Мы еще смотрели друг на друга, каждый тщательно выискивал что-то во взгляде другого, когда я представил Анну в малахитовом уборе и все сразу встало на свои места. Я не я, и шапка не моя. Не по Сеньке, стало быть. И сани чужие, и каравай прозеван. И кокос осыпался, и крокодил не ловится. В общем, не жизнь, а пикник на обочине.

Анна словно прочла мои мысли.

– В жизни каждого человека, – назидательно произнесла она, отстраняясь и тыча мне в нос папиросой, – бывают такие моменты, когда ему нужно окончательно решить кто он и с кем он. Иначе жизнь выкинет его из птицы-тройки, и будет он лежать на обочине, с завистью глядя, как мимо него проносятся, словно сон роскошные экипажи.

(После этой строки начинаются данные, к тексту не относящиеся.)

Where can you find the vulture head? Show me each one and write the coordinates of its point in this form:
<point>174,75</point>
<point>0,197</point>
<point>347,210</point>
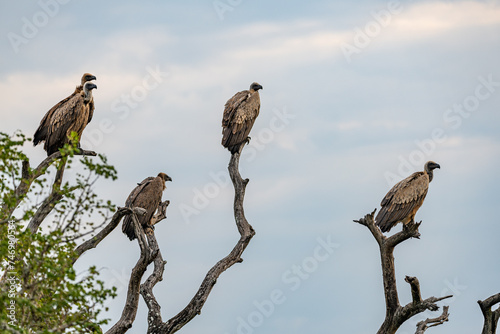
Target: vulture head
<point>165,178</point>
<point>87,77</point>
<point>429,167</point>
<point>255,86</point>
<point>87,89</point>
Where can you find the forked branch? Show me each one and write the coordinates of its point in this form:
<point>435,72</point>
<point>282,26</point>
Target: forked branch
<point>490,317</point>
<point>155,323</point>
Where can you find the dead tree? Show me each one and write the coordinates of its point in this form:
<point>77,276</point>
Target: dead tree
<point>423,325</point>
<point>150,252</point>
<point>396,314</point>
<point>490,317</point>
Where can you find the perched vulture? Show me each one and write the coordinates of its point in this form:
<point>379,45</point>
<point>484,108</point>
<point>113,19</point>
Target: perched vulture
<point>146,195</point>
<point>405,198</point>
<point>66,108</point>
<point>240,113</point>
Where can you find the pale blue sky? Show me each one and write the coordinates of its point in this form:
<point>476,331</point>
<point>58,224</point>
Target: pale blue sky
<point>334,134</point>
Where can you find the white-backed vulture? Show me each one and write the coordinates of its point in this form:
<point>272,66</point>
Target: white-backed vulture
<point>240,113</point>
<point>41,134</point>
<point>405,198</point>
<point>146,195</point>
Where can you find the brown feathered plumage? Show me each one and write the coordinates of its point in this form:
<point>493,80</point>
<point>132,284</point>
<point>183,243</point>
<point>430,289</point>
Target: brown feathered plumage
<point>240,113</point>
<point>146,195</point>
<point>72,116</point>
<point>405,198</point>
<point>43,128</point>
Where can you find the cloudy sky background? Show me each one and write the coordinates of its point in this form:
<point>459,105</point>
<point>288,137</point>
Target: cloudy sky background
<point>356,96</point>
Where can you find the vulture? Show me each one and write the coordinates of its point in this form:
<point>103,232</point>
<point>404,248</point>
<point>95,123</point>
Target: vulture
<point>59,118</point>
<point>146,195</point>
<point>240,113</point>
<point>405,198</point>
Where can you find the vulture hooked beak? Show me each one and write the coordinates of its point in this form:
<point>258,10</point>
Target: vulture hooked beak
<point>434,166</point>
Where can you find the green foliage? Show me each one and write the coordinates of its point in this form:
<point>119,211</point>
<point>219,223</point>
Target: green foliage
<point>40,290</point>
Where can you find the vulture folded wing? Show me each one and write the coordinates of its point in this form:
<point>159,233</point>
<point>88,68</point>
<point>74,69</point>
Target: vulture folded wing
<point>403,200</point>
<point>146,195</point>
<point>43,128</point>
<point>232,105</point>
<point>62,122</point>
<point>239,118</point>
<point>91,110</point>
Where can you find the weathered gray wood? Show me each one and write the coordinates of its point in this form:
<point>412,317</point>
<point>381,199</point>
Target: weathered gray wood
<point>396,314</point>
<point>155,324</point>
<point>422,326</point>
<point>490,317</point>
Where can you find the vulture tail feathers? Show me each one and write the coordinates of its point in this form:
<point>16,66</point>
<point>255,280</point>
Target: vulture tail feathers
<point>128,228</point>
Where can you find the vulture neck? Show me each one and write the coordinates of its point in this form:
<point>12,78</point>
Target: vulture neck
<point>88,96</point>
<point>430,173</point>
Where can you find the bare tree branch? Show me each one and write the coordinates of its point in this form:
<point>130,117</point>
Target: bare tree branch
<point>155,324</point>
<point>396,315</point>
<point>422,326</point>
<point>490,317</point>
<point>130,309</point>
<point>50,202</point>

Она поволокла меня за собой по гулкому коридору, как щука пескаря. На кухне она еще раз обернулась ко мне, и с наслаждением потушив окурок в старой консервной банке, добавила:

– Но сдается мне, что жизнь по ту сторону экипажа гораздо разнообразнее, чем в нем. Только если все время лежать на обочине и завидовать, этого решительно не понять.

Она наконец-то выпустила мое плечо из своих стальных пальцев, и я, потирая прищемленную кожу, очутился на кухне.

Глава 2
Немного секса

Мне кажется, что на территории нашей страны все посиделки, начатые на кухне с чашки чая, фатальным образом заканчиваются бутылкой водки.

Первую поллитровку мы приговорили к трем часам дня. Прогулявшись за второй, я обнаружил себя допивающим оную в районе восьми вечера на той же кухне. К моим голым локтям намертво приклеилась грязная клеенка, переполненная пепельница источала миазмы, а остатки сырокопченой «Еврейской» колбасы маслянисто плавились на жирной тарелочке. «Кока-Кола», которой мы с Анной запивали, подошла к концу. Собственно, это и вывело меня из духовного оцепенения, и мы, посовещавшись, отправились за третьей бутылкой водки, которая, по выражению Анны, должна была снять остаточную напряженность между нами. Что она понимала под напряженностью, я не стал уточнять, потому что очень боялся упасть: некоторая леность души привела меня к тому, что я почти потерял навыки общения с представителями строительных фирм и русскими женщинами.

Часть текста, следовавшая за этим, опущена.